Other questions more broadly addressed the candidates’ political philosophies, including whether they would accept endorsements from Mayor Sanders or conservative Republican City Councilmember Kevin Faulconer (they didn’t think such endorsements would be forthcoming) and whether they were closest politically to Susan Davis, Toni Atkins or Donna Frye. Neptun was booed when he compared Davis to Connecticut Senator Joseph Lieberman and called them both “Right-wing Democrats” — even though Davis voted against the 2002 resolution allowing President Bush to go to war against Iraq. All the candidates pledged to support whoever wins the Council primary against a likely Republican or conservative opponent.
The San Diego Democratic Club made three changes in its usual endorsement procedures for the District 3 race. First, the club insisted that all questions to the candidates be submitted in writing instead of asked aloud from the floor. Second, it allowed members to show up at the start of the meeting, cast their vote for one of the three eligible candidates (Whitburn, Gloria or Hartley) or for no endorsement, and then leave — a procedure the club has used before in electing its own officers but never for an endorsement.
Third, one declared candidate was flatly disinvited to participate in the forum: James Hartline, self-proclaimed “ex-Gay” turned radical Christian activist and darling of Right-wing media figures like San Diego Reader publisher James Holman and talk-show host Roger Hedgecock. Dilno announced at the beginning of the forum that the club’s board had voted not to invite Hartline because of his record of attempting to disrupt Queer community events, and asked the members present to ratify that decision. They did, with only one member opposed.
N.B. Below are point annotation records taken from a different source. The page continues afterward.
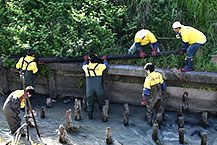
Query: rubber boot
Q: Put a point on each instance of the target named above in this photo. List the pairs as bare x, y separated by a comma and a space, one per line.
188, 66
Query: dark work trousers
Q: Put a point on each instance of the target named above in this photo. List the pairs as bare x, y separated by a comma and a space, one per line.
12, 114
154, 101
94, 90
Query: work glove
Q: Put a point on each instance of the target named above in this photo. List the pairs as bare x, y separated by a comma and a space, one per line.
182, 52
142, 54
40, 62
25, 95
154, 52
85, 58
104, 57
143, 101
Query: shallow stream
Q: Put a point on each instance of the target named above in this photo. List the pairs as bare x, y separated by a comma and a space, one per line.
93, 132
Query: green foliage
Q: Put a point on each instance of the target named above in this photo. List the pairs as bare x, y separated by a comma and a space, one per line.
107, 27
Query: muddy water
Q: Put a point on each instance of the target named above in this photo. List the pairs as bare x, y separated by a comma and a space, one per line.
93, 132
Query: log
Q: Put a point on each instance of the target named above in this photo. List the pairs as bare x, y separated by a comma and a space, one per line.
42, 112
155, 132
105, 113
126, 118
203, 138
204, 116
68, 119
77, 108
85, 104
62, 134
181, 135
49, 102
108, 136
181, 122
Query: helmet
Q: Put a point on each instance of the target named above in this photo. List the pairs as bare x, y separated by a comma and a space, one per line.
177, 24
141, 33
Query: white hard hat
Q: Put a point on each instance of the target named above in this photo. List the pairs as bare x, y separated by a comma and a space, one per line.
141, 33
177, 24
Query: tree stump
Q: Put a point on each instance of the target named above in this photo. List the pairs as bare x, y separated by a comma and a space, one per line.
62, 134
181, 135
42, 112
181, 122
154, 133
108, 136
105, 113
203, 138
85, 104
49, 102
77, 108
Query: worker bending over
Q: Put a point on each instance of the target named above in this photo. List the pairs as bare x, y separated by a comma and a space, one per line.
144, 37
192, 40
154, 88
93, 70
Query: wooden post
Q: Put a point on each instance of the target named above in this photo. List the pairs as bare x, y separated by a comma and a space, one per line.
203, 138
85, 104
181, 135
42, 112
181, 122
154, 133
126, 114
105, 113
62, 134
49, 102
77, 108
108, 136
68, 119
204, 116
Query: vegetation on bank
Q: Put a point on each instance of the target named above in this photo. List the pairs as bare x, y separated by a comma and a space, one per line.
68, 28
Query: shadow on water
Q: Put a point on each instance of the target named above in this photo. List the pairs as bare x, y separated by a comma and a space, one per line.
93, 132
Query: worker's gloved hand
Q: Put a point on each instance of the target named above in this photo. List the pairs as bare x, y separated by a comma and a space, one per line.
154, 52
40, 62
143, 101
23, 96
182, 52
85, 58
104, 57
142, 54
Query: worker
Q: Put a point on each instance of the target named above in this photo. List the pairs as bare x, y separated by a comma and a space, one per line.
28, 66
154, 87
93, 70
13, 105
144, 37
192, 40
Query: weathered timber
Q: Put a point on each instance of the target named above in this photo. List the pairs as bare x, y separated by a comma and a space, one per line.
203, 138
181, 135
108, 136
77, 108
49, 102
105, 113
181, 122
155, 132
42, 112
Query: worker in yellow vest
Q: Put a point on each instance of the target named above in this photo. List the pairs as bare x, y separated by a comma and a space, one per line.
192, 40
144, 37
13, 105
28, 66
93, 70
154, 88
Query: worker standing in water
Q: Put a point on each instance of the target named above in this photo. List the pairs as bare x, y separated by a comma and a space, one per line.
144, 37
93, 70
192, 41
154, 88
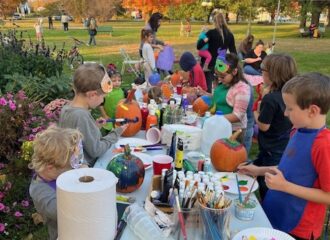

Under the club’s procedures, members first have to vote on whether or not to endorse in the race at all. With only members actually present eligible to vote, the motion to make an endorsement in the race passed with 117 in favor and 47 against. Because members had the option to cast a vote and then leave, the total number of ballots cast in the endorsement vote was larger — 254 — but the outcome was similar, with 175 votes for Whitburn, 65 for Gloria, four for Hartley and 10 for no endorsement. Whitburn’s total was 68.9 percent of the vote, well above the 60 percent threshold needed to endorse under the club’s rules.